In Greek literature, according to Cherian, the Sphinx is always female and the only male reference is by Herodotus, but that was in relation to the Sphinx he had seen in Egypt. He said the Sphinx is described by the Greek tragic poets as a winged young woman with the body of a lion. The fullest description of Sphinx, however, is by the Pseudo-Apollodoros in a compendium of Greek mythology written between the third and second century BCE, as having a woman’s face and breasts, wings, a lion’s body and tail.
“Every day, as the story goes, she infested Thebes by seizing and devouring men, mostly young. As an escape offered to her victims, the Sphinx posed a riddle, which was composed on the advice of Muses (goddesses of arts and sciences), referring to three successive phases of human life. She posed the question, what walks in the morning on four feet and at noon with two and in the evening with three? Those who were unable to answer were seized and devoured irrespective of their status and position. The Thebans assembled every day to answer the riddle and get rid of the Sphinx until Oedipus solved the riddle by answering, ‘Man crawls on all fours as a baby, walks upright in the prime of life, and uses a staff in old age.’ The Sphinx then killed herself by jumping from her mountain or as in some other versions allowed to be killed by Oedipus,” he added.
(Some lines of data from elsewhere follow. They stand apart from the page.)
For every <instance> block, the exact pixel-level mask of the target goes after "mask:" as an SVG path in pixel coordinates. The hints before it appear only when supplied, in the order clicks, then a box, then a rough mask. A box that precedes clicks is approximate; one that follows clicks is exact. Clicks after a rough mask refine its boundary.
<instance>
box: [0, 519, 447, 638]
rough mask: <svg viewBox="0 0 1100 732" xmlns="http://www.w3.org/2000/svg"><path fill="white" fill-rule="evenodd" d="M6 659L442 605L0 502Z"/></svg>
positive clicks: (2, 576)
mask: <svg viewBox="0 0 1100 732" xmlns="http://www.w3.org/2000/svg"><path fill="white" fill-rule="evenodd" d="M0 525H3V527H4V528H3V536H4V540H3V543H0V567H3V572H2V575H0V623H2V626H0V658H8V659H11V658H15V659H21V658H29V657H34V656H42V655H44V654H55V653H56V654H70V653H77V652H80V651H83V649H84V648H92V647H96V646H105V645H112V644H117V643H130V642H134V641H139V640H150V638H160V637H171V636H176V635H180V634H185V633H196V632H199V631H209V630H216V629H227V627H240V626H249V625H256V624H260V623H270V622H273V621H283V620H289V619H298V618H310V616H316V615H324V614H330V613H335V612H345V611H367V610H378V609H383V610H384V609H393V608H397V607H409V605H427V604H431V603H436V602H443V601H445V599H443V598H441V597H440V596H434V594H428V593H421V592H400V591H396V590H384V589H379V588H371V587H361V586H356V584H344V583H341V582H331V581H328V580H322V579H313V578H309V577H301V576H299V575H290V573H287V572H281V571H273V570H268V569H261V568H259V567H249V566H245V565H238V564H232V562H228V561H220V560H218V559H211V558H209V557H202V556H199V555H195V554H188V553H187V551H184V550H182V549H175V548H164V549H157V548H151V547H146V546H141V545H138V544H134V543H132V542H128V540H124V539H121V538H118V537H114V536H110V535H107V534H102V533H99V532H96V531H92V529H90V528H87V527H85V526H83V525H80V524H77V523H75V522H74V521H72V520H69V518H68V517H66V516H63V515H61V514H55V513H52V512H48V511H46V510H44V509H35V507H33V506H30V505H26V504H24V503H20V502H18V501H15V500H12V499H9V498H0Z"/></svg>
Roman archaeologists and art historians say the Sphinx Intaglio excavated from Pattanam is a gem belonging to a seal-ring and can be considered a good quality example of Greco-Roman carving art. The Pattanam Sphynx is female not only because of the nipples, but also because of the hairstyle and the cheeks without beard. Cherian said though the myth of Sphinx was a subject of wide chronological range, the accuracy of the Pattanam gem style and carving technique suggest a chronology between the first and the second century CE. “Perhaps, some of these seal-rings travelled to the East with their owners, merchants or as merchandise,” he said.
Nipun Cherian, one of the organisers of the initiative to support Sukumaran, said the drive was to encourage the voluntary act of allowing temporary access by plot owners at Pattanam (and elsewhere) for excavations. The money was collected from heritage and history enthusiasts from various parts of Kerala,” said Nipun, of V4 Kochi.
The people who honoured and declared their affections to that poor family of Pattanam probably had an important message for all those waiting to join their known and unknown parents – empowering the local community to conserve and celebrate such a precious past that lay buried beneath their village.
“If the civil society is sensitive in the manner in which they respond to the well-being of the Sukumaran family, Pattanam can become a model to the world – it can become a site of cultural pilgrimage for the world,” said PJ Cherian.